Magma: Tracing

For an overview of Magma including background, hardware requirements, and description of architecture, please see Magma: Overview.

For an overview of Fuchsia tracing, please see Fuchsia tracing guides.

This page outlines the trace events that a Magma System Driver should be instrumented with.

There are currently no requirements for instrumenting ICD code with tracing.

Flow events

Flow events are important because they connect related tracing events across processes and threads. They are also helpful at connecting tracing events across time within the same thread.

gfx events

An MSD should be instrumented with specific flow events that connect the application's request to the GPU, and connect the GPU to the display.

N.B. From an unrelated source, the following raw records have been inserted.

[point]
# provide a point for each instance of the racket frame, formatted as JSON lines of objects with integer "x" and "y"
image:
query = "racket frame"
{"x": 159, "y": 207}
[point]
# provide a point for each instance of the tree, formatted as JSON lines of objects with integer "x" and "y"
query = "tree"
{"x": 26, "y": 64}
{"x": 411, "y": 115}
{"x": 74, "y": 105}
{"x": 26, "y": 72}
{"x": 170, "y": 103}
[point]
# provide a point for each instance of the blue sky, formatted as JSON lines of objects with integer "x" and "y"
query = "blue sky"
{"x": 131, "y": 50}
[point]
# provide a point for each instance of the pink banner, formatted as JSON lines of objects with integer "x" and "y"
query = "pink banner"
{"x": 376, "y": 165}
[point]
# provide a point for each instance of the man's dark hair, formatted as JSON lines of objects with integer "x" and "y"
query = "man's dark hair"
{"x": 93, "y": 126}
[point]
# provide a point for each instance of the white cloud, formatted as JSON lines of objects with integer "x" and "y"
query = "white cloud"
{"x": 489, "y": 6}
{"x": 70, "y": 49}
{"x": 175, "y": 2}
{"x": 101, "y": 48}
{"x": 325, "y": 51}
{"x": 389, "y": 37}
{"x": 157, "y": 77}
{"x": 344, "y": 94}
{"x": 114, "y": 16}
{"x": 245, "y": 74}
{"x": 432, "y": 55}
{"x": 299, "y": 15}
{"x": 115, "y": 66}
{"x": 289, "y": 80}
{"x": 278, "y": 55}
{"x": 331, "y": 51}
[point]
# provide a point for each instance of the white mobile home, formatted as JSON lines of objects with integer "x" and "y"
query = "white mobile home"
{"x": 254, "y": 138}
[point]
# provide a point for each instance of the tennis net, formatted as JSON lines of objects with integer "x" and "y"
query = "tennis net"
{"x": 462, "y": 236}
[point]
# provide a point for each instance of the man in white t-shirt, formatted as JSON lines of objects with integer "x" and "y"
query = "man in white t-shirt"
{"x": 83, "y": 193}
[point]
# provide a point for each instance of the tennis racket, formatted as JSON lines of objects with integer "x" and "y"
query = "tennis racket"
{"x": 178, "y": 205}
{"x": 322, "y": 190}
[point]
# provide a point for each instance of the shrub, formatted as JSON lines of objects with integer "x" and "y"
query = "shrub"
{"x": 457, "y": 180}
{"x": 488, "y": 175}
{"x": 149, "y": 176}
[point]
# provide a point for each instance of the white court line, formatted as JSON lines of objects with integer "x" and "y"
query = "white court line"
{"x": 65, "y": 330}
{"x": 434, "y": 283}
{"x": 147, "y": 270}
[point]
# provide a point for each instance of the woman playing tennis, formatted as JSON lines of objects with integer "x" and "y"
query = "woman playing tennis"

These flow events will all have the gfx category.

event_signal

The MSD should start a flow event with the following info whenever it signals a semaphore:

  • Trace type: Flow Start
  • Category: gfx
  • Name: event_signal
  • Flow Id: The semaphore's koid

This flow event should be ended by the client that is waiting on this semaphore.

semaphore

The MSD should end a flow event with the following info when it receives a command buffer from a client. A flow event end should be added for each signal semaphore that is present with the command buffer.

  • Trace type: Flow End
  • Category: gfx
  • Name: semaphore
  • Flow Id: The semaphore's koid

This flow event should be started by the client before sending the command buffer.

magma events

An MSD should be instrumented with flow events that connect related work across time and across the client and device thread. These flow events should have the magma category.

Command buffers

The MSD should start a flow event upon receiving a command buffer. The following should be instrumented:

  • Receiving a command buffer
  • Scheduling the command buffer on the GPU
  • Running the command buffer on the GPU
  • Finishing the command buffer

The name and tracking information for each flow event is left up to the discretion of each MSD.

Semaphores

The MSD should start a flow event when waiting on any semaphores. The following should be instrumented:

  • Waiting on a semaphore
  • Signaling a semaphore
  • Finishing a semaphore wait

Durations

Which trace durations should be added are left to the discretion of each MSD. Each MSD should aim to have durations for the following:

  • Scheduling and Executing commands
  • Mapping and Unmapping buffers
  • Handling FIDL requests from clients
  • Any slow operation, such as blocking or sleeping

When adding instrumentation it can be helpful to take an existing trace and look at the CPU scheduling of the MSD threads. If there are long periods where the MSD is running on the CPU with no active durations, then more instrumentation should be added.

Naming conventions

In general, MSD durations should use the magma category. Using a duration on a function is the most common case, and the duration name should match the class and function name. Durations within a function should be named as if it represented a sub function. For C++ this means durations should be named in PascalCase, and for Rust they should be named in snake_case.

Counters

GPU utilization

There should be a counter with the following information:

  • Category: magma
  • Name: GPU Utilization
  • Counter Id: 0
  • Items: utilization

The utilization item should be a double from 0 to 1 that represents the percentage of time the GPU has been actively performing work in the last 100 milliseconds.

Virtual Threads

Virtual threads are a way of visualizing work that happens synchronously on a timeline other than the CPU's. They are useful to represent work happening on the GPU.

Job slots

A virtual thread should be created for each piece of hardware on the GPU that can execute command buffers simultaneously.

A virtual thread duration should be started when command buffers are executing on the GPU and they should be ended when the commands have completed.

Virtual thread flows should connect the durations to durations on the device thread that are submitting work and handling completions.